March 10, 2022

South Pacific Church Leaders Will Embark on Faith-sharing Cycling Adventure

Six cyclists are scheduled to cover around 1,000 miles (1,600 kilometers) in 14 days.

Tracey Bridcutt, Adventist Record

Senior leaders of the Seventh-day Adventist Church in the South Pacific are taking part in a special “I Will Go” Ride in the lead-up to the 2022 General Conference (GC) Session.

South Pacific Division (SPD) president Glenn Townend, Australian Union Conference secretary Michael Worker, and South Queensland Conference president Brett Townend are among six cyclists riding from Washington D.C. to St. Louis, Missouri, United States, where the GC Session is scheduled to be held June 6-11.

Also taking part in the “I Will Go Ride” are Australians Russ Willcocks, senior ministry systems specialist at the SPD, and GC associate ministerial secretary Anthony Kent. The sixth rider is Torben Berglund, associate director of the Health Ministries department at the GC, originally from Norway. They are all paying for the “I Will Go Ride” and using vacation time to participate.

The ride was inspired by pioneer literature evangelists Phillip Reekie and his nephew Frederick, who rode bicycles to share literature in remote parts of Australia from the early 1890s. Their work had a significant influence in establishing many Adventist churches in Australia. In fact, Reekie can be credited with transforming thousands of lives after delivering a copy of The Great Controversy to Thomas Kent, a widower from Eugowra in rural New South Wales. Kent shared the book with his neighbors and five other families, who also became disciples of Jesus, influencing subsequent generations. At least 20,000 people have discovered Jesus and His last-day message through the work of those descendants!

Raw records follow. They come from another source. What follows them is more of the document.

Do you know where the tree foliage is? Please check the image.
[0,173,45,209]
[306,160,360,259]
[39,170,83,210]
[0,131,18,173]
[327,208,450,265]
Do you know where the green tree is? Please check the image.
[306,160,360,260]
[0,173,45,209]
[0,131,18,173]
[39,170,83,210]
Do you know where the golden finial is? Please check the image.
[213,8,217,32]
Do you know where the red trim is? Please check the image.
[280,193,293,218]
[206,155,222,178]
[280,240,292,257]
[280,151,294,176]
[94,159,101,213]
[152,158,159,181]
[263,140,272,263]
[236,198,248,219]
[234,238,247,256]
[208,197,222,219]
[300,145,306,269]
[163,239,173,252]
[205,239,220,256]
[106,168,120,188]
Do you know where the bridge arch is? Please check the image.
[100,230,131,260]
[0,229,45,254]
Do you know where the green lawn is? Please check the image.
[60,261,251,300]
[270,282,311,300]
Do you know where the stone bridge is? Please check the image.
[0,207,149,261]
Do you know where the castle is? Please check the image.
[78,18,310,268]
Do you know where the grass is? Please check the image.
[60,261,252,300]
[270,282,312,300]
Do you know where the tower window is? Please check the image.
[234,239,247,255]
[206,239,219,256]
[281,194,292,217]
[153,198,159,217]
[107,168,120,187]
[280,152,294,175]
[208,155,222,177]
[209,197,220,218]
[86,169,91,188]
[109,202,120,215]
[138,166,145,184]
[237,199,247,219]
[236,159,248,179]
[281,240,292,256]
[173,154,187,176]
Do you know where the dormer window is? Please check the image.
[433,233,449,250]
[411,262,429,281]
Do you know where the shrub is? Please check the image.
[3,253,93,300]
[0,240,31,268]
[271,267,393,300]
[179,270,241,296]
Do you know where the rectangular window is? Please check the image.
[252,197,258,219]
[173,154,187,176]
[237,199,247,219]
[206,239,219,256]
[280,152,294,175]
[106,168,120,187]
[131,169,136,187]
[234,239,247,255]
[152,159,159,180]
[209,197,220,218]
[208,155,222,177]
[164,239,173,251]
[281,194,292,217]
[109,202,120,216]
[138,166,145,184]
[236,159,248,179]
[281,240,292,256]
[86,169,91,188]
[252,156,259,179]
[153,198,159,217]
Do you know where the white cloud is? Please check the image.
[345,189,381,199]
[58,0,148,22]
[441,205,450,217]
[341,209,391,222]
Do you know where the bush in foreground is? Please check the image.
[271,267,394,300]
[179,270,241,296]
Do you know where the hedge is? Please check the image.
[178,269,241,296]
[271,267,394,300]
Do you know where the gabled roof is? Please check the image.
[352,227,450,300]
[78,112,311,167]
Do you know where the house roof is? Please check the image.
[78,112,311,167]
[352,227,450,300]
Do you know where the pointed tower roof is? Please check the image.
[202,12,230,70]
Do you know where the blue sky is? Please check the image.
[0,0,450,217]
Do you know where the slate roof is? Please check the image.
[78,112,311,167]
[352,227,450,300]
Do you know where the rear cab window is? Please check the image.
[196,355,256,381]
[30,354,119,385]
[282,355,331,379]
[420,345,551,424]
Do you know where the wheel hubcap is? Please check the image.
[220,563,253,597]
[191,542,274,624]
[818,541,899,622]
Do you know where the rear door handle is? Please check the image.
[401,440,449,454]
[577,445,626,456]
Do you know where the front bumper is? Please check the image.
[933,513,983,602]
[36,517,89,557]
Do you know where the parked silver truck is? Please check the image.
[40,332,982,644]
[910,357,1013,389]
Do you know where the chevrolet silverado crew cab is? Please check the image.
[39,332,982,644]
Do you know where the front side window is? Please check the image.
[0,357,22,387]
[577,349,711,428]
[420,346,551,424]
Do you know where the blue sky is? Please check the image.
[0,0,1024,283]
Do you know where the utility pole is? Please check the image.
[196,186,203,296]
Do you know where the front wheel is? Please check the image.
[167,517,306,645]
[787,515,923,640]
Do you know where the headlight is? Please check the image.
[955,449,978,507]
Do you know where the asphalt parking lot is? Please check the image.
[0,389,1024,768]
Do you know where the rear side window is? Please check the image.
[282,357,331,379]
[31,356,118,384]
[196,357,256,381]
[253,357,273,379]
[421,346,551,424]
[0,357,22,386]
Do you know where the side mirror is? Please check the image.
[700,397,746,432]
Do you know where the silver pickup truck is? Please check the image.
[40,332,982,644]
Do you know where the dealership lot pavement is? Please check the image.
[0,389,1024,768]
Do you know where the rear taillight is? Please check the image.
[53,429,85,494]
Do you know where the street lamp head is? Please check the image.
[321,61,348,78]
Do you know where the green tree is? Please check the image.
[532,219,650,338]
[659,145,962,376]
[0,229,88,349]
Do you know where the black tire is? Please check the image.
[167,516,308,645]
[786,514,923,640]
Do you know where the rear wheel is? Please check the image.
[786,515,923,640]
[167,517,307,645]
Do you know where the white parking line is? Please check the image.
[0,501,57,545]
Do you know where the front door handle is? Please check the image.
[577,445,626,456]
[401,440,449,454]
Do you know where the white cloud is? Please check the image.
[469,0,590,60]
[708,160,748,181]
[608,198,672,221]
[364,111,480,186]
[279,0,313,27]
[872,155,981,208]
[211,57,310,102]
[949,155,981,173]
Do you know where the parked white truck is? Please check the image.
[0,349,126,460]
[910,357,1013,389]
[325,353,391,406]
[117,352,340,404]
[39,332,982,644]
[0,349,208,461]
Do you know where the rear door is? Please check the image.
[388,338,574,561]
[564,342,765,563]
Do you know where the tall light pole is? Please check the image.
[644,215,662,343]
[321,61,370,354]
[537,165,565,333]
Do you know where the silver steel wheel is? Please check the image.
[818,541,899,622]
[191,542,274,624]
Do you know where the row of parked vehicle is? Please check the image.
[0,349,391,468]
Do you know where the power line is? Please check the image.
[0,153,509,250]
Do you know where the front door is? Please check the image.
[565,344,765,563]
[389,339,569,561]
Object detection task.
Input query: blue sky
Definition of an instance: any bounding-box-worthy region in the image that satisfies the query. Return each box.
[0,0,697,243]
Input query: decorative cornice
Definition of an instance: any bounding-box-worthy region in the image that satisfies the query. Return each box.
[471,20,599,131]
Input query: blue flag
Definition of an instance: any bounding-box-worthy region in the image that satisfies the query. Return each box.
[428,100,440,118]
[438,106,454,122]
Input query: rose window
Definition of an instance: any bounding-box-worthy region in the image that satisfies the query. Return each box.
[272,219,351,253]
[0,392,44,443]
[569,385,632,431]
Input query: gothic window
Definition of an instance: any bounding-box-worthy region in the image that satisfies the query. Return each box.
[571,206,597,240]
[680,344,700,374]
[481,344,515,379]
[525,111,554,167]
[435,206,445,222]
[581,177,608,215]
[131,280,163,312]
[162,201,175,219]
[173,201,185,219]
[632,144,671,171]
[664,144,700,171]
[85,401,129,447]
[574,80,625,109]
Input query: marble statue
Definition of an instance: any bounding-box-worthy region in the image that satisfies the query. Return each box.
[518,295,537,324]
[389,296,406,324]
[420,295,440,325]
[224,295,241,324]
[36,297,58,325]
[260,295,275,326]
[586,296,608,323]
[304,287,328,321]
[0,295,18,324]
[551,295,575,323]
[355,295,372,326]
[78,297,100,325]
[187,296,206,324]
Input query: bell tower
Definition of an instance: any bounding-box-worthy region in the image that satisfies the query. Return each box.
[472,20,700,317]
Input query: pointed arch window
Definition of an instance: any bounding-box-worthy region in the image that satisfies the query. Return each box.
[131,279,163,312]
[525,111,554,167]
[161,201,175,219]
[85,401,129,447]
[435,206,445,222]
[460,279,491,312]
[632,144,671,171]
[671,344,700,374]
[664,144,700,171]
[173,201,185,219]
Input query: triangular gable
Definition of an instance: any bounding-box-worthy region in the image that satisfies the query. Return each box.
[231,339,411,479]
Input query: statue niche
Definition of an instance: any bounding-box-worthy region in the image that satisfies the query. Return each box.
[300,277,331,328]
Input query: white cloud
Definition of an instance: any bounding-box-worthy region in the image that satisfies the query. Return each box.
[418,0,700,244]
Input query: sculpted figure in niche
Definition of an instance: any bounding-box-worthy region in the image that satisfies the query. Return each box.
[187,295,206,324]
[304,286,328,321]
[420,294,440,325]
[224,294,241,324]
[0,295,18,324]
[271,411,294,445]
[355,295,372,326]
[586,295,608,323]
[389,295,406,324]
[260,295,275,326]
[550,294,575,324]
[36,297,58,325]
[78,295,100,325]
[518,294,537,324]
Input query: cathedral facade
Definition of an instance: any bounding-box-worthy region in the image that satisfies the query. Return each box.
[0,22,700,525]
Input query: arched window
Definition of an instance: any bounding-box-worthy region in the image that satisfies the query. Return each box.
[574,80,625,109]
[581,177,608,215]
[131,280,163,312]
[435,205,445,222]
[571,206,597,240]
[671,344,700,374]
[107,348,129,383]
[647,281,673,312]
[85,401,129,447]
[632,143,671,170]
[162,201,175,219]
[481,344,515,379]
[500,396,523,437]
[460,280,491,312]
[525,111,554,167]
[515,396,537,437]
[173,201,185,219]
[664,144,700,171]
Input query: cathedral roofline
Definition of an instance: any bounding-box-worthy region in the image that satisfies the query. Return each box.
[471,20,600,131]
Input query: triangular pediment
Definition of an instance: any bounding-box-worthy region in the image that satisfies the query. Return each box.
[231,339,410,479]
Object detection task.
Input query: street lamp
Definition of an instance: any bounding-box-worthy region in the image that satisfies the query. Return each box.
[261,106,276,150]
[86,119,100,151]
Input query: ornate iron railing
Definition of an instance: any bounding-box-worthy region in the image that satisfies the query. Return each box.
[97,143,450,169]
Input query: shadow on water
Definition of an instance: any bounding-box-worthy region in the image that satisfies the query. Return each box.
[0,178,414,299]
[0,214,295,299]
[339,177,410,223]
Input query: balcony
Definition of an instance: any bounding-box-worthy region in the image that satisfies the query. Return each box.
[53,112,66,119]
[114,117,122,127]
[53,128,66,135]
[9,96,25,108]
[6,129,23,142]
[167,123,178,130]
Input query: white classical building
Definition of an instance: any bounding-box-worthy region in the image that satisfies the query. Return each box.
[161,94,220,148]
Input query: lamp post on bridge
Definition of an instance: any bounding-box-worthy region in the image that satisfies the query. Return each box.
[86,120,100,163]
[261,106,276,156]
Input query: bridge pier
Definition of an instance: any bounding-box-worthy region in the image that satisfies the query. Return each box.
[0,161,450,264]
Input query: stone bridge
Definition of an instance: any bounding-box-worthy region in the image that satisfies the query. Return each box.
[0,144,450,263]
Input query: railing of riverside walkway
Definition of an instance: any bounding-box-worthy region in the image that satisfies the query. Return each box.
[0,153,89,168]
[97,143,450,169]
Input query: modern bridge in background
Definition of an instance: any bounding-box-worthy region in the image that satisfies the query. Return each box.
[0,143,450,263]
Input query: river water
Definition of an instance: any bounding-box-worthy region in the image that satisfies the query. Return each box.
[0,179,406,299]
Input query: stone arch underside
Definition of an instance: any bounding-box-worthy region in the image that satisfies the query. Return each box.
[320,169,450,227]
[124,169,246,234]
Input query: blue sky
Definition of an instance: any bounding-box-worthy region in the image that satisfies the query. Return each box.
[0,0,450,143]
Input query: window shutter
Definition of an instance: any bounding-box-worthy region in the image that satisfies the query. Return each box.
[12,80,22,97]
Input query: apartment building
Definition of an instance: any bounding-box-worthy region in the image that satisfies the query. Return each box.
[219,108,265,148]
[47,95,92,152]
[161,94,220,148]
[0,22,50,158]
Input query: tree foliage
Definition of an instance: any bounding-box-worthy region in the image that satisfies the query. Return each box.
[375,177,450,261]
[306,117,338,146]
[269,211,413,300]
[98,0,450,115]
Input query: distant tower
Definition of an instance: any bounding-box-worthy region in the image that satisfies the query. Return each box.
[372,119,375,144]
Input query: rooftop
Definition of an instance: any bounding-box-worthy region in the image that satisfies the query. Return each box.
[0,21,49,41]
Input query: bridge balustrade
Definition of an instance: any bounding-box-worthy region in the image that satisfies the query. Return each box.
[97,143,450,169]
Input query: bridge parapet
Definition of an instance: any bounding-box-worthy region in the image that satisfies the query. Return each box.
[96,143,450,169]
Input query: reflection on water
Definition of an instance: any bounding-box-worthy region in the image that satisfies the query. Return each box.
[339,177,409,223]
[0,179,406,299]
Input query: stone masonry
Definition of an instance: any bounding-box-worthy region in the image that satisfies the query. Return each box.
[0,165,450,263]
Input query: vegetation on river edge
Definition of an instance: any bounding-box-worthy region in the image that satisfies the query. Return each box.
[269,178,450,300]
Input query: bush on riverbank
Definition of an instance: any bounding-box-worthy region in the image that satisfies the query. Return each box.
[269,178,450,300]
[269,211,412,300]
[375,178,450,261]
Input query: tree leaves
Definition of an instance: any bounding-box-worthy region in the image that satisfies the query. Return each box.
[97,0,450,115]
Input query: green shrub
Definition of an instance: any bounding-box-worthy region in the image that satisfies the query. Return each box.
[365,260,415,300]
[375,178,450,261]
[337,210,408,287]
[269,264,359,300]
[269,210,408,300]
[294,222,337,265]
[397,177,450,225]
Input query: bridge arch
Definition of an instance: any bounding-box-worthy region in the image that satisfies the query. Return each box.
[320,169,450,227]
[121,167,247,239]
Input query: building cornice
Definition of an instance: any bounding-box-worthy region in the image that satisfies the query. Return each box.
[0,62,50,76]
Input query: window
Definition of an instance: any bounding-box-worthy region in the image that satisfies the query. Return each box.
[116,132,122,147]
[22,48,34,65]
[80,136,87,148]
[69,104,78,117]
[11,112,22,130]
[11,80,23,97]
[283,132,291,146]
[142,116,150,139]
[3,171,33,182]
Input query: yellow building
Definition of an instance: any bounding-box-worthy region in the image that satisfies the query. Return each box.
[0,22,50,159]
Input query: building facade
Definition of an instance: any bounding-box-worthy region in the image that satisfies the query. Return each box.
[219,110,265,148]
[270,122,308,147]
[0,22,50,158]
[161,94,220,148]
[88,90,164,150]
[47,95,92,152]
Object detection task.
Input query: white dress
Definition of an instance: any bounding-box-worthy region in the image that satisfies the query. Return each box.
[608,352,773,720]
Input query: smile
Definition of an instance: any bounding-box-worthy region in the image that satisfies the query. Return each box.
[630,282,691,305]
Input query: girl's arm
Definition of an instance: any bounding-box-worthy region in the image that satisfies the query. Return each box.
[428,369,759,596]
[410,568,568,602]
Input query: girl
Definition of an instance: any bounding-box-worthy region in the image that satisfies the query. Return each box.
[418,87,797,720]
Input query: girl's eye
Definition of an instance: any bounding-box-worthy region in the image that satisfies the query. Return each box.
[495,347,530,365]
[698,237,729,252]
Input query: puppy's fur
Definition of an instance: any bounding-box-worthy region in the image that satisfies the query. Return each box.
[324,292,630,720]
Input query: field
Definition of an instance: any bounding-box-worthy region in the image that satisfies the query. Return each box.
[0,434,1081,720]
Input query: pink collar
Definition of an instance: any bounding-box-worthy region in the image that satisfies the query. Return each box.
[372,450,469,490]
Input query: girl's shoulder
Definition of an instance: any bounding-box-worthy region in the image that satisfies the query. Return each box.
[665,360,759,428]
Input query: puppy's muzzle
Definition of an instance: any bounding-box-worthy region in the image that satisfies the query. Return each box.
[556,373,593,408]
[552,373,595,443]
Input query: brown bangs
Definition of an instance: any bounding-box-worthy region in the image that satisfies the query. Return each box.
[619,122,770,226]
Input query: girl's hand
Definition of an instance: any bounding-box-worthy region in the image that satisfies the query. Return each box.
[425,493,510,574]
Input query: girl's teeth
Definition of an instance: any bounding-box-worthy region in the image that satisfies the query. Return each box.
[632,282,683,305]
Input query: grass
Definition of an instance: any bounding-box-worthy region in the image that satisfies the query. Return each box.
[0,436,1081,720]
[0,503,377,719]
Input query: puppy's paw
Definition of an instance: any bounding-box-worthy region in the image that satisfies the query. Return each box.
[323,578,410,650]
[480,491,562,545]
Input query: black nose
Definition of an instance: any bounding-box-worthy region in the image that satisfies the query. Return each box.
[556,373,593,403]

More than a century later one of Kent’s descendants — great-great grandson Anthony — is among the six “I Will Go Ride” participants. The cyclists are busy training for the challenge, which is scheduled to cover around 1,600 kilometers (1,000 miles) in 14 days.

“Preparation for the ‘I Will Go Ride’ has inspired me to push myself to take on longer rides with more elevation and to increase the intensity of my training,” Worker said. “It is always great to have a goal and a purpose for what you are doing, especially when it intersects with your faith.”

The cyclists are planning to distribute Adventist literature and share their faith with those they meet along the route.

“The story of how God has blessed the faithful efforts of Frederick and Phillip Reekie has given me a renewed zeal for sharing Bible-based literature with people who I meet,” Worker said. 

“To think that 130 years on, so many people have come to know Jesus as a result of one little book sold to a farmer in New South Wales is just incredible. Until we get to heaven, we will never know the results of living our life out for God and sharing our faith with those around us.”

“I cycle for my physical and mental health and while cycling I have the opportunity to share my faith,” Glenn Townend said. “My brother Brett and I have been cycling since we were boys. Whatever our hobby we can witness for Jesus and help expand God’s disciple-making movement.”

The opportunity for faith-sharing also motivated Willcocks to take part in the ride.

“The gospel is something we are all called to share. There is a power in the gospel that changes lives — now and for eternity. Personal ownership of the mission Jesus gave us is at the heart of our calling as a Church. When I was invited to help raise awareness for these things, I was in or as I said, ‘I will go!’” he said.

“I’m also looking forward to the shared challenge and the experience with the other riders,” he added.

The original version of this story was posted by Adventist Record.